Local pulse refers to the ripple of the disk on all shared devices. In this mode, the pulse starts during mounting and stops during unmounting. This is just right for small storages.
```
/dev/drbd0 /srv ocfs2 defaults,noauto,heartbeat=local 0 0
```
<center>
Figure 13 - Result
Figure 14 - Simple example
</center>
In general, it is categorically not recommended to use two node primaries without a quorum (there is a chance to resolve some split-brain scenarios automatically in the quorum, in the case of exclusively two primaries, manual intervention will be required). However, this significantly increases the availability of storage, allowing two nodes to use it at the same time.

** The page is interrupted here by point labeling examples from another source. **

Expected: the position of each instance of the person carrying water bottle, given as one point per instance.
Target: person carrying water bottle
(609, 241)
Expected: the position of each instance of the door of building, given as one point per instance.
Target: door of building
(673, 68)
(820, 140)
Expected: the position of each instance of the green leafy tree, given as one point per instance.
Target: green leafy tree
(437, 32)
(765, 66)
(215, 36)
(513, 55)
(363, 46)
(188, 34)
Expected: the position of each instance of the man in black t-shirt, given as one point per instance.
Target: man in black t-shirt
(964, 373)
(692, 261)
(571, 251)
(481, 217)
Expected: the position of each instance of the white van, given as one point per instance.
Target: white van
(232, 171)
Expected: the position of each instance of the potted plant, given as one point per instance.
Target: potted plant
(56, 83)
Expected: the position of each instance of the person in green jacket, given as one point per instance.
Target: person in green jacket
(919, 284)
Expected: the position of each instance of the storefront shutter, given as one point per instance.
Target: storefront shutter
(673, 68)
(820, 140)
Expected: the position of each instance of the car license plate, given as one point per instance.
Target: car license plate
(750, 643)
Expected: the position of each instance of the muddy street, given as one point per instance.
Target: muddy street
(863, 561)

And the risk that a split brain will happen in such a small storage is likely only possible in the event of a [network failure](https://serverfault.com/questions/485545/dual-primary-ocfs2-drbd-encountered-split-brain-is-recovery-always-going-to-be), which is quite realistic to solve with several independent network connections.
## Task 4 - Questions
:::info
Explain what is fault tolerance and high availability
:::
Fault tolerance - this is an environment in which service is not interrupted, but the cost of such service is much higher then usual systems.

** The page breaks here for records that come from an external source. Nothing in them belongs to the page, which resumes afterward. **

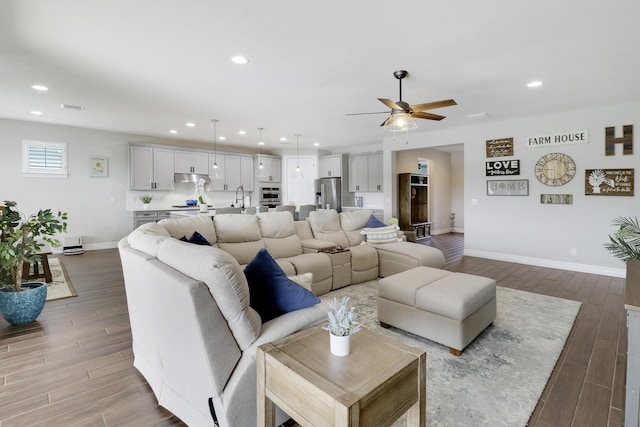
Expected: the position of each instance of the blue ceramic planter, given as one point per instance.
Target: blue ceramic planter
(20, 308)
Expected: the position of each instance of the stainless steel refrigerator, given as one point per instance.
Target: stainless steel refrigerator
(329, 192)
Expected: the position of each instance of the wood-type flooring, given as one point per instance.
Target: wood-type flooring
(74, 366)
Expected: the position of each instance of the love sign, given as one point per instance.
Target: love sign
(503, 167)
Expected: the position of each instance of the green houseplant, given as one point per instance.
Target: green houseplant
(625, 243)
(20, 242)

High availability - this is an environment has a minimal service interruption.
Many services are willing to absorb a small amount of downtime with high availability rather than pay the much higher cost of providing fault tolerance.
:::info
What is a split-brain situation?
:::
Split brain is a situation where, due to temporary failure of all network links between cluster nodes, and possibly due to intervention by a cluster management software or human error, both nodes switched to the Primary role while disconnected. This is a potentially harmful state, as it implies that modifications to the data might have been made on either node, without having been replicated to the peer. Thus, it is likely in this situation that two diverging sets of data have been created, which cannot be trivially merged.
:::info
What are the advantages and disadvantages of clustered filesystems?
:::
Advantages:
* Cluster file systems provide increased resource availability (if one of the nodes fails, other nodes are available that can be used, providing access to the necessary data without downtime).

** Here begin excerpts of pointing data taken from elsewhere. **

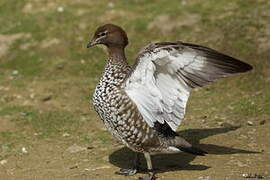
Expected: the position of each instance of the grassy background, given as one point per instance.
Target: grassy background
(47, 77)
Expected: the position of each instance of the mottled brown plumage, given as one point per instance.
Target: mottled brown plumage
(142, 106)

* A cluster file system can distribute projects and data to different nodes to create the desired configuration.
* Performance increases because multiple server nodes provide more computing power.
* The ability to balance the load on the hardware by sharing the work of servicing multiple application clients.
Disadvantages:
* Concurrency control becomes a problem when multiple people or clients access the same file or block and want to update it.
* Remote access requires additional costs due to the distributed structure.
* Failure of disk hardware or a given storage node in a cluster can create a single point of failure, which can lead to data loss or unavailability (solved by data replication, for example).
# Backup
## Task 1 - Take a pick
:::info
Choose any tool from the list below: **Borg**
:::
## Task 2 - Configuration & Testing
:::info
Create 2 VMs (server and client), install and configure OS (please check the list of supported OS for your solution).
Configure your solution: install necessary packets, edit the configuration.
Create a repo on the backup server which will be used to store your backups.
*Bonus:* configure an encrypted repo
:::
I will continue to work with my two machines, now VM1 is the server and VM2 is the client. First I need to install the new packages.
```
apt install borgbackup
```
On the server, I created a simple user for backups (with /home directory):
```
sudo useradd -m borg
```
After that, I need to link the server to the client:
```
#on client machine generate keys
ssh-keygen
#on server add client's key
mkdir ~borg/.ssh
echo 'command="/usr/local/bin/borg serve" ssh-rsa <key here>' > ~borg/.ssh/authorized_keys
chown -R borg:borg ~borg/.ssh
```
<center>
Figure 15 - SSH-key
</center>
```
#initialize borg repo on the server from the client
# repokey: stores the (encrypted) key into BackupRepo/config
borg init -e repokey borg@10.1.1.61:BackupRepo
```
<center>
Figure 16 - Initializing a remote repository
</center>
For repositories using repokey encryption, the key is stored in the repository in the configuration file. Thus, a backup is not strictly necessary, but protects the repository from unavailability if the file is damaged for some reason.
```
borg key export --paper /home/borg/BackupRepo > encrypted-key-backup.txt
```
<center>
Figure 17 - Example of exporting a key to a text file
</center>
A feature of borg is that it is necessary to encrypt the repository during initialization, after creating a repository there is no way to encrypt it, although there is a change of the passphrase.
:::info
Make a backup of `/home` directory (create some files and directories before backuping) of your client. Don't forget to make a verification of backup (some solutions provide an embedded option to verify backups). If there is no embedded option to verify backups try to make a verification on your own.
:::
Now let's create the first backup for the `/home` directory (in it I created a test folder and a small text file with random text). Every time the encrypted repository is accessed, borg asks for a password.
```
#--status and --list for statistics on the backup and the files that got into it
borg create --stats --list borg@10.1.1.61:BackupRepo::"TestBackup2" /home
```
<center>
Figure 18 - First backup
</center>
The **--verify-data** option will perform a full integrity check (unlike the CRC32 segment check) of the data, which means reading data from the repository, decrypting and unpacking it. This is a cryptographic check that will detect (accidental) corruption.
<center>
Figure 19 - Check the backup
Figure 20 - List of archives and a list of files inside one of the archives
</center>
:::info
Then damage your client's `/home` directory (encrypt it or forcibly remove) and restore from backup.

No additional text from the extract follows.